During the Holy Week of 1475 a Christian child was drowned at Trent, and its body was caught in a grating close to the house of a Jew. The priests immediately saw in the accident evidence of ritual murder, and, by exhibiting the body in public, they stirred up the populace against the supposed murderers. All the Jews of the city, male and female, young and old, rich and poor, were cast into prison by order of the Bishop. A baptized Jew came forth as accuser, and the prisoners, put to the torture, confessed that they had slain little Simon and drunk his blood on the night of the Passover. A Jewess was said to have supplied the weapon for the crime. With the exception of four Jews, who embraced Christianity, the rest were banished from Trent. Cardinal Hadrian, writing half a century later, describes the rocks of Trent as a place “where the Jews, owing to Simon’s murder, dare not even approach.”[77]

Meanwhile the corpse of the child was embalmed and advertised by the monks as a wonder-working relic. Thousands of pilgrims repaired to the shrine, and, such is the power of faith, swore that they saw the remains shining with an unearthly light. The miracle brought profit to the monks, and yet they, with as little logic as gratitude, denounced those whom they considered its proximate cause. The fame, or infamy, of the incident spread far and wide. In Great Britain it is believed to have given rise to the ballad of the Jew’s Daughter; in other countries it gave rise to persecution of the Jews. But the Doge and Senate of Venice, on the Jews’ complaining of their danger, ordered the Podesta of Padua to take them under his protection, repudiated the charge of murder as an impudent fiction, and, when Pope Sixtus IV. was besought to add little Simon to the roll of the other young martyrs slain by Jews, he not only emphatically refused to do so, but sent an encyclical to all the towns of Italy, forbidding them to honour Simon as a saint.
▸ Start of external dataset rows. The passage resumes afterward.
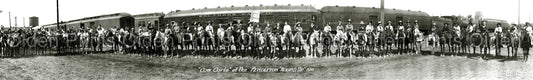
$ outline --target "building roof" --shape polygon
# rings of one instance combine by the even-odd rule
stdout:
[[[375,7],[356,7],[356,6],[325,6],[320,9],[322,12],[339,12],[339,13],[380,13],[380,8]],[[429,16],[426,12],[400,10],[400,9],[387,9],[385,8],[385,14],[402,14],[413,16]]]
[[[275,6],[241,6],[241,7],[218,7],[184,11],[173,11],[165,17],[183,17],[211,14],[251,13],[251,12],[319,12],[313,6],[306,5],[275,5]]]

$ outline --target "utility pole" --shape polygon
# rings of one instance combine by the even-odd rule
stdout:
[[[11,12],[9,12],[9,28],[11,28]]]
[[[22,27],[26,27],[26,17],[22,17]]]
[[[59,0],[56,0],[56,10],[57,10],[56,25],[57,25],[57,28],[59,28]]]
[[[17,27],[17,16],[15,16],[15,27]]]
[[[381,0],[380,21],[385,23],[385,0]]]

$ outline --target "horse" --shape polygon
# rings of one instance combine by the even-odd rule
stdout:
[[[323,55],[321,56],[326,56],[326,57],[329,57],[331,55],[331,44],[333,43],[333,36],[330,32],[326,32],[324,31],[321,35],[321,38],[322,40],[320,40],[323,44]]]
[[[347,35],[343,31],[337,31],[337,34],[334,36],[334,44],[337,46],[336,56],[341,57],[345,56],[344,48],[345,48],[345,40],[347,40]]]
[[[297,57],[301,58],[305,56],[305,51],[303,50],[303,45],[306,42],[306,39],[304,39],[304,33],[301,31],[296,32],[296,34],[293,35],[292,44],[294,47],[296,47],[298,50],[296,51]]]
[[[320,31],[313,31],[313,33],[311,33],[311,35],[309,35],[309,38],[308,38],[308,45],[309,45],[309,54],[307,54],[307,56],[310,56],[310,57],[318,57],[318,52],[317,51],[317,47],[318,47],[318,44],[317,42],[320,42]]]

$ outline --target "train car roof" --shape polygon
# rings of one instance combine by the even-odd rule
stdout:
[[[94,20],[94,19],[112,19],[112,18],[124,17],[124,16],[131,16],[131,15],[128,14],[128,13],[104,14],[104,15],[98,15],[98,16],[85,17],[85,18],[81,18],[81,19],[71,20],[71,21],[68,21],[67,23],[76,22],[76,21],[84,21],[84,20]]]
[[[121,17],[125,17],[125,16],[131,16],[131,15],[128,14],[128,13],[104,14],[104,15],[98,15],[98,16],[92,16],[92,17],[85,17],[85,18],[70,20],[70,21],[67,21],[67,22],[62,22],[61,24],[73,24],[73,23],[78,23],[78,22],[90,22],[90,21],[95,21],[95,20],[116,19],[116,18],[121,18]],[[56,24],[57,23],[52,23],[52,24],[46,24],[46,25],[43,25],[43,26],[55,26]]]
[[[251,12],[319,12],[313,6],[307,5],[275,5],[275,6],[243,6],[243,7],[218,7],[185,11],[173,11],[167,17],[184,17],[211,14],[251,13]]]
[[[320,9],[322,12],[338,12],[338,13],[379,13],[380,8],[375,7],[356,7],[356,6],[324,6]],[[385,14],[402,14],[402,15],[414,15],[414,16],[429,16],[426,12],[411,11],[411,10],[399,10],[399,9],[387,9],[385,8]]]
[[[160,13],[137,14],[137,15],[133,15],[133,18],[135,18],[135,19],[144,19],[144,18],[158,18],[158,17],[162,17],[162,16],[165,16],[165,14],[160,12]]]

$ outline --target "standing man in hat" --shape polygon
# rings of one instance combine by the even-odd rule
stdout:
[[[502,35],[502,32],[503,32],[503,29],[502,29],[502,24],[498,23],[496,24],[496,28],[494,29],[494,35],[496,36],[496,56],[500,56],[501,54],[501,36]]]

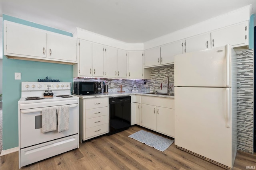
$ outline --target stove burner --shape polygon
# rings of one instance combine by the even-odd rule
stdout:
[[[68,98],[73,97],[73,96],[69,96],[69,95],[60,95],[60,96],[57,96],[56,97],[58,97],[61,98]]]
[[[41,99],[44,99],[44,98],[39,98],[39,97],[29,97],[26,98],[25,100],[40,100]]]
Long after Christian heresy had been condemned by Venetian law, and the authority of the Inquisition, under certain important limitations, recognised, the Jews were suffered to prosper in the Republic. Even the Holy Office was not permitted to molest them. Toleration was essential to the welfare of the mercantile commonwealth, and the statesmen of Venice, in conformity with the old Italian tradition, declined to sacrifice the interests of the State—the supreme aim of a Government—to theological bigotry. Venetian justice in those days might have chosen for its motto the divine precept given to Israel on the eve of its redemption from the house of bondage: “One law shall be to him that is home-born and unto the stranger that sojourneth among you.” Venice, accordingly, was the resort and rendezvous of foreigners of every race and religion: a city of many colours and many tongues; a humming bee-hive of traders and travellers, of scholars and Shylocks, all of whom were welcomed so long as they conformed to the laws of the land. Among these multifarious elements of harmonious confusion none was more conspicuous than the Jew.